Saturday, July 18, 2009

Pain Medicine

I was thinking about how grateful I am that I live in a time when we have good doctors, medical tests and procedures that can save lives, and that I live in a country where I have access to good medical care. While I was reading Abinidi's words, it occurred to me that I am also lucky to live in a time when we understand so much about the Lord's prescription for spiritual pain.

I have always struggled with forgiveness, and specifically how to forgive people who either don't believe they need forgiveness, or who feel that I shouldn't be hurt by things they have done. I have realized that I still have to learn how to forgive them, even if they don't want to be forgiven, or don't see the need for me to forgive them. How to do that is not easy, and I am not sure I have it figured out yet, but I am grateful to know that it is possible.

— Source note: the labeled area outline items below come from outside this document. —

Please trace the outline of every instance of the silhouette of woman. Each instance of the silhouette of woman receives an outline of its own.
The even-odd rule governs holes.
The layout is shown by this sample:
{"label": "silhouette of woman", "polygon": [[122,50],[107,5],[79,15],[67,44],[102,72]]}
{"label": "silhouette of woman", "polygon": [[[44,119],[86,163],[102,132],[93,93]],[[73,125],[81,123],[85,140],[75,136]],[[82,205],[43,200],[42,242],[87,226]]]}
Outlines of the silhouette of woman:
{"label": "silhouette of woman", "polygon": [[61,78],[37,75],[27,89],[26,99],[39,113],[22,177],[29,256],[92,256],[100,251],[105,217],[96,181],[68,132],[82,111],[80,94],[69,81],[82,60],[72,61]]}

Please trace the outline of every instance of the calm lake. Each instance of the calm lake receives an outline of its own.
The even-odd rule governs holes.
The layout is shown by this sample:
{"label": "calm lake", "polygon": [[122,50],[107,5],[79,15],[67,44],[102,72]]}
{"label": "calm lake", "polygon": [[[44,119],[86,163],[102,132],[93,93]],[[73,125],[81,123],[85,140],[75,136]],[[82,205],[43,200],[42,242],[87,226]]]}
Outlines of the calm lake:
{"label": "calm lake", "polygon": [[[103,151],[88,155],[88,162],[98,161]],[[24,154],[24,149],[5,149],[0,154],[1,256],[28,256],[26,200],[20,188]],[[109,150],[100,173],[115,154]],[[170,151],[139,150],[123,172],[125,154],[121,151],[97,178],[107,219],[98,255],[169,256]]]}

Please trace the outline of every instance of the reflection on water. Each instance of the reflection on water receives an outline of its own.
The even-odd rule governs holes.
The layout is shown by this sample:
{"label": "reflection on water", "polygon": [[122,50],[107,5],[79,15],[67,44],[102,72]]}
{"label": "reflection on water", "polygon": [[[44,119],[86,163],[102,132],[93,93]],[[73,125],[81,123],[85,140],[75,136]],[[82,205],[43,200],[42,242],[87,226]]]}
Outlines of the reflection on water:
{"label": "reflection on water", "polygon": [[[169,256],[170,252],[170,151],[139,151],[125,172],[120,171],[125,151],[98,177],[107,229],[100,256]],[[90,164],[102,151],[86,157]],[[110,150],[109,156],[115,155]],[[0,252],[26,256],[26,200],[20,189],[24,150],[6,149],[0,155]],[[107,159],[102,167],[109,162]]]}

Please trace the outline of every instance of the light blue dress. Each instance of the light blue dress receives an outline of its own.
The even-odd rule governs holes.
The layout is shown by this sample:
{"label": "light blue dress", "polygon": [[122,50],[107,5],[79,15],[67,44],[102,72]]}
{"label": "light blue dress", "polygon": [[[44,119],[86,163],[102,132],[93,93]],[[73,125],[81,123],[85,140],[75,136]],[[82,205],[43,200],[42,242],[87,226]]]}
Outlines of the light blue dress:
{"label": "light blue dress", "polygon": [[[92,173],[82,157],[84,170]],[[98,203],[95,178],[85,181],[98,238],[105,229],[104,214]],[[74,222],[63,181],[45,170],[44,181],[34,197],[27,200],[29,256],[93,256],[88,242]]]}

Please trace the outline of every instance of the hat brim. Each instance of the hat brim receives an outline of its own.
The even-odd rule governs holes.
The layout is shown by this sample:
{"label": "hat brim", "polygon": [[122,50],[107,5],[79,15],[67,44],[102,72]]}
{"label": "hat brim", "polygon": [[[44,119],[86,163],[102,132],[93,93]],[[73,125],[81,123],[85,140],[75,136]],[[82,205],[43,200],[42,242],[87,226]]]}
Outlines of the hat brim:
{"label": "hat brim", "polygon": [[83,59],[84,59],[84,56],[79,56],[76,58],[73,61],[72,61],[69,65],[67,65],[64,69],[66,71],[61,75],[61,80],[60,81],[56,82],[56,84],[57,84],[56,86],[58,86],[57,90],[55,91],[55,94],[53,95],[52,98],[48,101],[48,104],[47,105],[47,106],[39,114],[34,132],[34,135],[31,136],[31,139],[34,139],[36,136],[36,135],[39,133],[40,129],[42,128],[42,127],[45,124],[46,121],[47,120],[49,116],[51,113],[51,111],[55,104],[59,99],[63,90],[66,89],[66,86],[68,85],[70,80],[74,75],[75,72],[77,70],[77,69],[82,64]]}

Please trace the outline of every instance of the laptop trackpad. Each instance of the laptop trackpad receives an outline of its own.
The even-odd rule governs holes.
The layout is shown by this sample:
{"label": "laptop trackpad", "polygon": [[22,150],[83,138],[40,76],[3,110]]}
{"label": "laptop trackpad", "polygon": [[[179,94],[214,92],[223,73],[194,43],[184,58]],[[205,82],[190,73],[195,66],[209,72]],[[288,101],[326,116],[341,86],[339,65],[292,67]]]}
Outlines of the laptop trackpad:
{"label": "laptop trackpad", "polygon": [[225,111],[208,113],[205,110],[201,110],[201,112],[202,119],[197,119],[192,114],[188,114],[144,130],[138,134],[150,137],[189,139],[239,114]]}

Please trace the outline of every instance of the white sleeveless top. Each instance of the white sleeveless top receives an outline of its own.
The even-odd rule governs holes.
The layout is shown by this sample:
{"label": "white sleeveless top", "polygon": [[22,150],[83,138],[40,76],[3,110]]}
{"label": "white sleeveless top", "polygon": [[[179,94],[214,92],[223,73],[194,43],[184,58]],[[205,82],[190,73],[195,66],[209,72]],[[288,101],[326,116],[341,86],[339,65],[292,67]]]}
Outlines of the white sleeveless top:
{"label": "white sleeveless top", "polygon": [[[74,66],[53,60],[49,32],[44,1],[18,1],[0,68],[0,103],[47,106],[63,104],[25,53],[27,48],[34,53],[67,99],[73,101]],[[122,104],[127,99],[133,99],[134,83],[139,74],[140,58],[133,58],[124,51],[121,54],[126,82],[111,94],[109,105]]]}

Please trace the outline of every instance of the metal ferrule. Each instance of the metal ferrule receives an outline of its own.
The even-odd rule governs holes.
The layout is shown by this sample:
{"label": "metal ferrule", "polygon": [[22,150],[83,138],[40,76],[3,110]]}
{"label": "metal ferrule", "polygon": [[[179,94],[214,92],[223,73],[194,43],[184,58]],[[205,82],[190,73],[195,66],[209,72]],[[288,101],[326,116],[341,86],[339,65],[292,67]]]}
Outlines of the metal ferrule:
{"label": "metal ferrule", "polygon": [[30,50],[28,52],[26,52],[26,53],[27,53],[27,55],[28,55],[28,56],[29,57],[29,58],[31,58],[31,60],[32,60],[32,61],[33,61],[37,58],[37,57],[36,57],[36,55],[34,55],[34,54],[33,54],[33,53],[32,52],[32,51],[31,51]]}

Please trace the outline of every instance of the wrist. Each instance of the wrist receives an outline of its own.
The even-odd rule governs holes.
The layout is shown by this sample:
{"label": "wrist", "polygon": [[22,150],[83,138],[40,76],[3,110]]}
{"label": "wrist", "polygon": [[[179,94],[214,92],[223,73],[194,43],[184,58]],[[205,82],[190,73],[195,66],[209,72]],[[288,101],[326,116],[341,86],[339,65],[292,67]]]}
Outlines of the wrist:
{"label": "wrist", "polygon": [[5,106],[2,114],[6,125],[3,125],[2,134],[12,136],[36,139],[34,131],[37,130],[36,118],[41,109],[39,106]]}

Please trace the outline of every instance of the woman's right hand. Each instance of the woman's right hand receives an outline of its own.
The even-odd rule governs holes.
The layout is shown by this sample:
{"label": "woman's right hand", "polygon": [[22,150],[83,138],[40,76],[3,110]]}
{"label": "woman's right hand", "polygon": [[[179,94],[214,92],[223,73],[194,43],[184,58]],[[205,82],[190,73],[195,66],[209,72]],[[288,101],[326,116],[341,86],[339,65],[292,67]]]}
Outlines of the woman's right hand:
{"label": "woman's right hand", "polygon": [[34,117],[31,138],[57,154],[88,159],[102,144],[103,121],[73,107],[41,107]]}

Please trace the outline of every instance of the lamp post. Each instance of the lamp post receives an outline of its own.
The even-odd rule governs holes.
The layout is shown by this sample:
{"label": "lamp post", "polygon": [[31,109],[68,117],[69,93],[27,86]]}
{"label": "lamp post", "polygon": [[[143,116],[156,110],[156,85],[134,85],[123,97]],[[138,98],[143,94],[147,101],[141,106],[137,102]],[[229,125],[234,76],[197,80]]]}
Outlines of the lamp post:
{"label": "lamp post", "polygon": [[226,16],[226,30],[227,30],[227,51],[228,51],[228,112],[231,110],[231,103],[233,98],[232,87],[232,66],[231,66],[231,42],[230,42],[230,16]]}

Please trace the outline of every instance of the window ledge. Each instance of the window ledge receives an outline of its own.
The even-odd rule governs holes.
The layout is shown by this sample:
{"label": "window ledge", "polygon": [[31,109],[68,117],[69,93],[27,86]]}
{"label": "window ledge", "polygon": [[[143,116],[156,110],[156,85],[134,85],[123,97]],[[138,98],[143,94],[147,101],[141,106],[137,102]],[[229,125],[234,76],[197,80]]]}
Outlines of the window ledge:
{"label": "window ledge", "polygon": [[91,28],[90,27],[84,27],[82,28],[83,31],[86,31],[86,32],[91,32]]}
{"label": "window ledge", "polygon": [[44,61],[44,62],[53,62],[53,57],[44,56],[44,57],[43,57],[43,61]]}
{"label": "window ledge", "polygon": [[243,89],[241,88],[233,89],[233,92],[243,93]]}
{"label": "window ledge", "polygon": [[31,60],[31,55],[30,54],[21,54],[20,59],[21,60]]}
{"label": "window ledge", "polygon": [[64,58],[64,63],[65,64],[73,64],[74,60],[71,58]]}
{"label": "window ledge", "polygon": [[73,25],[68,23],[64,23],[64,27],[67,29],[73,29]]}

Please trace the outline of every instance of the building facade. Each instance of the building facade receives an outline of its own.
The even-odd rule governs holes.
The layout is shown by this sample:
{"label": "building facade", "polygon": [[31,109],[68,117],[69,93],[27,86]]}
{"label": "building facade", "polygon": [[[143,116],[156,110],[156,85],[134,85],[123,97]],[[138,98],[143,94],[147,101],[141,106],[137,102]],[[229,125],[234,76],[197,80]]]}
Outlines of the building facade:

I think that the greatest part of the atonement, which is also the hardest for me to understand on an emotional level, is that Christ can heal all of our emotional wounds, and take the pain away. When Alma and Amulek where forced to watch the believers and their families being burned, he knew that they would be received into heaven, but I am sure that there was great emotional pain that could have come from being forced to watch those events, if they hadn't had the knowledge of the gospel and the healing that comes from the atonement.

While many of the events in my life have been emotionally painful, I know that I have access to the same promises that Alma, Amulek and Abinidi had. I know that Christ has written the prescription, and it is only up to me to fill it, and partake of its healing. I know that to fill the prescription I must be willing to give away all my sins, and offer a broken heart and contrite spirit as payment.